Les propos de Kagame prouvent tout simplement son refus de reconsidérer la procédure d’arrestation de Rusesabagina même s’il semble comprendre que cela devrait constituer une délibération judiciaire. Il balaie son raisonnement et s’enferme dans la logique de culpabiliser Rusesabagina.
Ainsi, si on s’y penche attentivement, on trouve se dessiner le dessein de cette affaire de Rusesabagina. Kagame a trouvé une bonne façon de divorcer d’avec les Etats-Unis qui commençaient de lorgner dans les mauvais linges et bien comprendre son régime totalitaire et de se retire petit à petit. Ainsi malgré quelques éclaboussures faciles à laver avec du fric, Kigali va sortir de l’affaire Rusesabagina doublement réconfortée.
De prime abord, le régime de Kigali sera réconforté dans le public Rwandais par les Tutsi qui voient en Kagame une intransigeance avec toute personne qui dépasse la ligne rouge du génocide contre les Tutsi, de nier sa préparation. Les Hutus victimes des attaques de Nyaruguru, vont se sentir satisfaits de la poursuite de Rusesabagina surtout qu’ils misent beaucoup aux dédommagements de la partie civile du procès évaluée à plus de 2 milliards. L’une des victimes de ces attaques dont Rusesabagina est accusé, a demandé 150 millions de dédommagement! Soulignons que d’aucuns n’hésitent pas dire que les attaques du sud du Rwanda ne sont que des scenarios bien ourdis par Kagame pour se faire victime et continuer d’accuser le Burundi. Désormais, à l’instar d’Israël toute la frontière du sud du Rwanda va être surveillée par de puissantes caméras!

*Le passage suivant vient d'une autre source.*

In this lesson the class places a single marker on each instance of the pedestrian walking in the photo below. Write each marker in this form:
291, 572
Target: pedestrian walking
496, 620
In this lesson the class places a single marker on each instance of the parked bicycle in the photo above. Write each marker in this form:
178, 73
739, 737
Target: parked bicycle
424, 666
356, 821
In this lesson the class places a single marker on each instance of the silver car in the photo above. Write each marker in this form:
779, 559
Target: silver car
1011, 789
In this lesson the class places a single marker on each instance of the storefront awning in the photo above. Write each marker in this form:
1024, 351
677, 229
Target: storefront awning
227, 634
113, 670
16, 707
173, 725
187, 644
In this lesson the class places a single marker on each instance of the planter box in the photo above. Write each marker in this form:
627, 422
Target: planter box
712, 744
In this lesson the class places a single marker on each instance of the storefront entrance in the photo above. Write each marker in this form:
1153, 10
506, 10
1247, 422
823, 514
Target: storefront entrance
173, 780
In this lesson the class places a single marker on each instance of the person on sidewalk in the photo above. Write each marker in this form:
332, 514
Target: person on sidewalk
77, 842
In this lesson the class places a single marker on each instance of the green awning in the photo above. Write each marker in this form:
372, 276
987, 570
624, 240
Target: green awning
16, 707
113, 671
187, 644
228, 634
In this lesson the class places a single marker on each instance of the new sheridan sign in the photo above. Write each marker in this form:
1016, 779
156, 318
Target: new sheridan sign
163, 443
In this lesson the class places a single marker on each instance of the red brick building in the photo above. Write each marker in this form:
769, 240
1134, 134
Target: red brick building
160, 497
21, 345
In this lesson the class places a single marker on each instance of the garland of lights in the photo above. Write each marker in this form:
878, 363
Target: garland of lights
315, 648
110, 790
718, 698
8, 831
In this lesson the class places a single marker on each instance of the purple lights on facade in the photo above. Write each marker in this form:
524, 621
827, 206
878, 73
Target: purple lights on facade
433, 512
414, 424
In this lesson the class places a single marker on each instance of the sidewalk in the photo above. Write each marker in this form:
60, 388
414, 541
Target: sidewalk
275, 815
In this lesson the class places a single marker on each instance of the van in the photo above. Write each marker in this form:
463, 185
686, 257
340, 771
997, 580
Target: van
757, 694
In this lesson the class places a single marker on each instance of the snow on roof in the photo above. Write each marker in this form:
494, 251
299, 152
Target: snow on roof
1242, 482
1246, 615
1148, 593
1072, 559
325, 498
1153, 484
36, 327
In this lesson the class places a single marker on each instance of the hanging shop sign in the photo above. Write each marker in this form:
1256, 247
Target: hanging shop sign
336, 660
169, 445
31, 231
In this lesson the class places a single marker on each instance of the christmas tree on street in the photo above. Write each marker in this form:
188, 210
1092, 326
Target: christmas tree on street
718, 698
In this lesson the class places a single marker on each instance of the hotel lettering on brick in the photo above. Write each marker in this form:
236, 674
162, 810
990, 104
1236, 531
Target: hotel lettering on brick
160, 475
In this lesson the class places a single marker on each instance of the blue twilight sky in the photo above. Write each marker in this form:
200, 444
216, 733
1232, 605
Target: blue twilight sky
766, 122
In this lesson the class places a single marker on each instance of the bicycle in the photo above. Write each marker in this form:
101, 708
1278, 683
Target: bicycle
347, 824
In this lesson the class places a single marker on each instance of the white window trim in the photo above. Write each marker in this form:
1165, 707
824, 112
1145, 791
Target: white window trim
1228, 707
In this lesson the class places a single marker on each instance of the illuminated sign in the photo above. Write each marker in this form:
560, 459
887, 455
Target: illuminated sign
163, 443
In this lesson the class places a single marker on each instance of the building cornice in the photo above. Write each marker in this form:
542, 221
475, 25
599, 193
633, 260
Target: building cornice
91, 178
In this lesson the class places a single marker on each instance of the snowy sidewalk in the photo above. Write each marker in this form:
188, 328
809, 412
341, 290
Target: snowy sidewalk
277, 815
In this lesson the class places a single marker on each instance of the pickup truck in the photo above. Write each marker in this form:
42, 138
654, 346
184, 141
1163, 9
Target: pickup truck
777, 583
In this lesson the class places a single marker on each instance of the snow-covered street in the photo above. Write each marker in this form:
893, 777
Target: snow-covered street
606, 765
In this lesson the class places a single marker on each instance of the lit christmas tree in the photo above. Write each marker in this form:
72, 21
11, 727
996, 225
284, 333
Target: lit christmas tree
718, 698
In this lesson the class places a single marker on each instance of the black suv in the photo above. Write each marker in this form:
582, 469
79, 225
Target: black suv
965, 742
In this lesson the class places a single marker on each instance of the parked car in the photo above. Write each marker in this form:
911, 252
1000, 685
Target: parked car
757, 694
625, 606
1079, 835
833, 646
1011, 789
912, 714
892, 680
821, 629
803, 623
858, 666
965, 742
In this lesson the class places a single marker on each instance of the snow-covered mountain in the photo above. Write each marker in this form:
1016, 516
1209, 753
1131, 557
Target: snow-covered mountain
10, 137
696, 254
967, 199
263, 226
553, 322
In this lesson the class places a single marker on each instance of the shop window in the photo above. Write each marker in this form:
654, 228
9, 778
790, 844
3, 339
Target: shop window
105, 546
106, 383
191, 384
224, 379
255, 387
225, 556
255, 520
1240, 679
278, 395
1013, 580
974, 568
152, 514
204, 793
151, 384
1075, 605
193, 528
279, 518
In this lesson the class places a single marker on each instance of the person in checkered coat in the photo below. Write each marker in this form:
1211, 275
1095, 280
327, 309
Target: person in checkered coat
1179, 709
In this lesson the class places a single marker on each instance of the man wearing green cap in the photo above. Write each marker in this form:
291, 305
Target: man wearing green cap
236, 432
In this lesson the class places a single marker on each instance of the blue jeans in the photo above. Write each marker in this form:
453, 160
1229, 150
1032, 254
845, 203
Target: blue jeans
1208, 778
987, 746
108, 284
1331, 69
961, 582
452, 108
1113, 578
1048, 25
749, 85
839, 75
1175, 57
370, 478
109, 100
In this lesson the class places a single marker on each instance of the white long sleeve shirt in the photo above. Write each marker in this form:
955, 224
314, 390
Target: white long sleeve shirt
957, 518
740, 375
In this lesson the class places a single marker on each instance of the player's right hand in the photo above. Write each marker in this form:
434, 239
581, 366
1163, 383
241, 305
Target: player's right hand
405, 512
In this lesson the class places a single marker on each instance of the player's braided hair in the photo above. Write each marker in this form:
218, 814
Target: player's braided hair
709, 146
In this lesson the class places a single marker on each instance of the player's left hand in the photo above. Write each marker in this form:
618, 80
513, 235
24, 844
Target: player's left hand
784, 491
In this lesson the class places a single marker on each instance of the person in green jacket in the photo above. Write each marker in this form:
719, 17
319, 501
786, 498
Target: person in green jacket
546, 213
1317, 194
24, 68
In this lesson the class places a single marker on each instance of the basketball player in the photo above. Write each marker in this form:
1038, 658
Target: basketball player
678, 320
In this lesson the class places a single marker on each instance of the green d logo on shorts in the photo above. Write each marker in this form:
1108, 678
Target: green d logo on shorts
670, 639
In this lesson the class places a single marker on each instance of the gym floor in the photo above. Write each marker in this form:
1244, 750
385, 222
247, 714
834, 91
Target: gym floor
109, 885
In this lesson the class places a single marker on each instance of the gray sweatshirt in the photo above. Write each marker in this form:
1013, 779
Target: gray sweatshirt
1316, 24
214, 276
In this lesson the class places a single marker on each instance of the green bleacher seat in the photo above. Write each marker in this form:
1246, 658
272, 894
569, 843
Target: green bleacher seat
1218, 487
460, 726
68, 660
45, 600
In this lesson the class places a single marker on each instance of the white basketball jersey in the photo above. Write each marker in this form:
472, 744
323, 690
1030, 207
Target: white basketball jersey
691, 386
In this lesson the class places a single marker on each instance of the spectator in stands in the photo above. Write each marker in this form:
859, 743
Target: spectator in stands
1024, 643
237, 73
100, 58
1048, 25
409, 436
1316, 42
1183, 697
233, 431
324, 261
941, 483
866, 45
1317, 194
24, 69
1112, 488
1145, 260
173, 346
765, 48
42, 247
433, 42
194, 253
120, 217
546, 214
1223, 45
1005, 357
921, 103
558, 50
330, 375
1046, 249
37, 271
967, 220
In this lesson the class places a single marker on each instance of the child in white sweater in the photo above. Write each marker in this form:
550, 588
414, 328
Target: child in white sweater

Kigali va sortir réconfortée dans l’opinion internationale car, elle aura défié l’opinion internationale en chassant, à l’américaine, un terroriste. Un roman policier à l’instar des SAS de Gérard de Villiers. C’est un grand succès pour Kagame, éphémère soit-il, devant ses homologues africains en mal avec l’Occident et sa démocratie.
A tout prendre, l’affaire Rusesabagina, est bel et bien un exercice subtil de Paul Kagame, de défier l’opinion internationale, une affaire de démonstration de la force. L’affaire est sans nul doute une arme de dissuasion que Kagame a génialement choisie. Dissuader la communauté internationale et lui obliger de fermer les yeux quand c’est Kigali qui parle. Car Kigali est spéciale. Elle a été victime du génocide des Tutsis que la communauté internationale n’a pu arrêter. Une arme de dissuasion à toute voix dissidente car si Kigali a bien réussi d’arrêter Rusesabagina, un belgo-américain, qui est ipso facto un gros poisson, et que Kagame a bien réussi à faire taire la communauté internationale en la traitant par dessus-tout d’ « insensée », il est bien facile de ramasser de petites anguilles qui se cachent dans des marres africaines ou dans les eaux étanches méditerranéennes. Kagame a dernièrement montré qu’il suffit d’un petit hameçon pour attraper un Ntamuhanga! Et tout le monde peut se demander le dénouement de ce drame dans laquelle se trouve bien coincé, notre héros de « Hôtel Rwanda ». Y aura-t-il ce « Deus ex machina » qui va changer le cours inexorable de l’affaire vers la perpète en un « happy end » hollywoodien, pour voir enfin Paul Rusesabagina libre? Ou une grâce présidentielle ou une amnistie! Acta est fabula!